Azure-Samples / cognitive-services-speech-sdk

Sample code for the Microsoft Cognitive Services Speech SDK
MIT License
2.95k stars 1.86k forks source link

Unintended Pauses Between Words When Using text_stream_sample for Chinese TTS #2596

Open dmingke opened 1 month ago

dmingke commented 1 month ago

Bug Description

This issue occurs when using the text_stream_sample with the zh-CN-YunxiaNeural voice model, resulting in unintended pauses between words, which disrupts the natural flow of the speech. For instance, when synthesizing the sentence "今天的天气真好", there is a noticeable and unnatural pause between the words "今" and "天", affecting the overall quality of the output. This behavior might be related to how the OpenAI-generated text is processed in chunks, leading to these pauses during real-time synthesis. I am looking for ways to prevent this from happening.

Steps to Reproduce

  1. Use the framework of the text_stream_sample in the repo.
  2. Set the speech_synthesis_voice_name to zh-CN-YunxiaNeural.
  3. Send the synthesized audio chunks (using audio_buffer.tobytes()) through the WebSocket and play the PCM audio data on the client-side.
  4. Notice that the longer the response, the more frequently unnatural pauses between words occur.

Expected Behavior

The synthesized speech should flow smoothly, with no unintended pauses between words unless indicated by appropriate punctuation. Each sentence should be delivered naturally and continuously.

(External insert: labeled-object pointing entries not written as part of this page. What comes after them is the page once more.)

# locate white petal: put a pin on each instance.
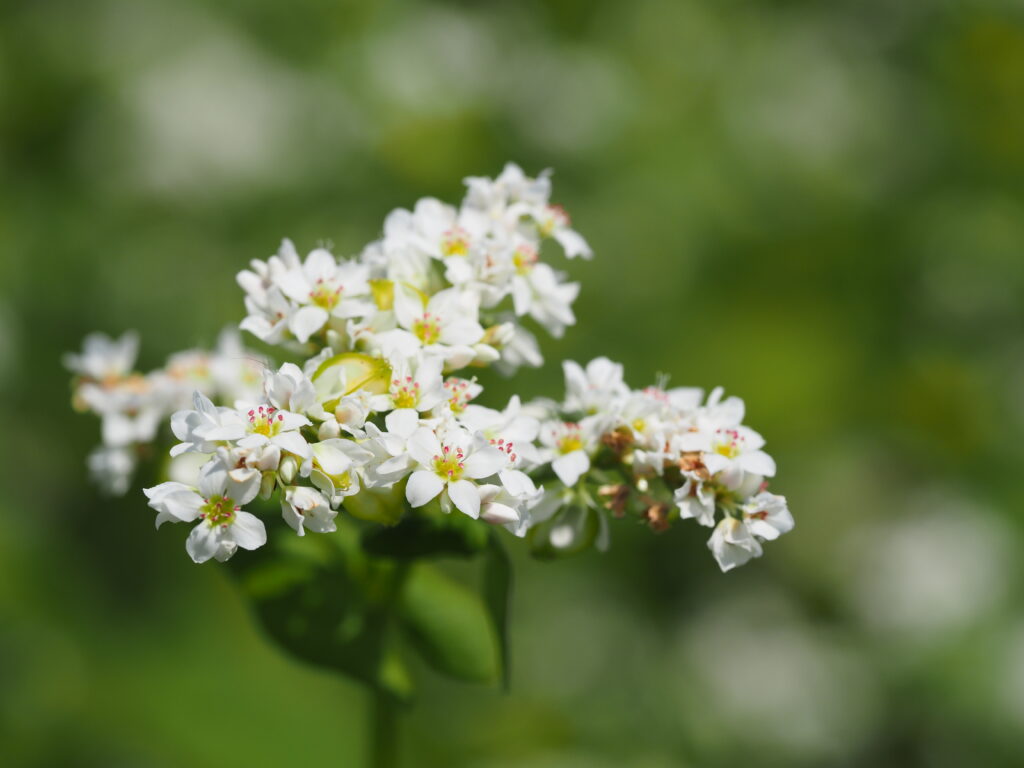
(423, 486)
(464, 497)
(293, 442)
(402, 421)
(203, 543)
(570, 467)
(306, 322)
(248, 530)
(424, 445)
(757, 462)
(484, 462)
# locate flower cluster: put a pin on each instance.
(659, 454)
(132, 406)
(374, 406)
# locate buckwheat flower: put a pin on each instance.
(223, 526)
(290, 389)
(444, 325)
(499, 507)
(568, 445)
(512, 425)
(495, 197)
(459, 392)
(267, 307)
(304, 508)
(695, 498)
(521, 349)
(433, 228)
(395, 459)
(206, 427)
(593, 389)
(335, 468)
(450, 466)
(732, 544)
(553, 221)
(266, 424)
(103, 358)
(768, 516)
(415, 384)
(538, 292)
(322, 288)
(737, 449)
(736, 541)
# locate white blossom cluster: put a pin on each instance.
(132, 406)
(373, 406)
(660, 454)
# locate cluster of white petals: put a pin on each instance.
(373, 403)
(132, 406)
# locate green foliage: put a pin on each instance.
(359, 600)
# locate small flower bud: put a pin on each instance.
(267, 484)
(288, 469)
(329, 429)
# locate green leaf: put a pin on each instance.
(384, 506)
(428, 532)
(580, 524)
(498, 597)
(450, 626)
(328, 604)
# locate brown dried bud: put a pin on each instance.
(616, 497)
(657, 517)
(619, 439)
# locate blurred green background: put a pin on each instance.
(818, 206)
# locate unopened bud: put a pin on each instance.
(329, 429)
(266, 484)
(289, 467)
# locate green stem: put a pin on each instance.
(384, 732)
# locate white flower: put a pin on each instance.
(732, 544)
(737, 448)
(103, 358)
(537, 291)
(768, 516)
(695, 500)
(444, 325)
(735, 541)
(334, 467)
(450, 467)
(416, 386)
(322, 288)
(511, 426)
(305, 508)
(500, 507)
(217, 505)
(265, 424)
(594, 389)
(553, 221)
(205, 428)
(268, 309)
(290, 389)
(568, 446)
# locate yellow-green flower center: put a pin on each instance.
(449, 464)
(406, 393)
(455, 242)
(325, 295)
(427, 329)
(265, 421)
(218, 510)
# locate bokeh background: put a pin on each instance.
(819, 206)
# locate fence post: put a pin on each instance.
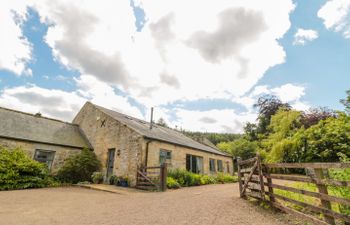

Version of the Cognitive Services Speech SDK

Additional Context

yulin-li commented 1 month ago

Thanks for reporting this issue.

@niuzheng168 could you check?

github-actions[bot] commented 1 month ago

This item has been open without activity for 19 days. Provide a comment on status and remove "update needed" label.

dmingke commented 1 month ago

hi guys, can anyone have a look at this problem?

github-actions[bot] commented 1 week ago

This item has been open without activity for 19 days. Provide a comment on status and remove "update needed" label.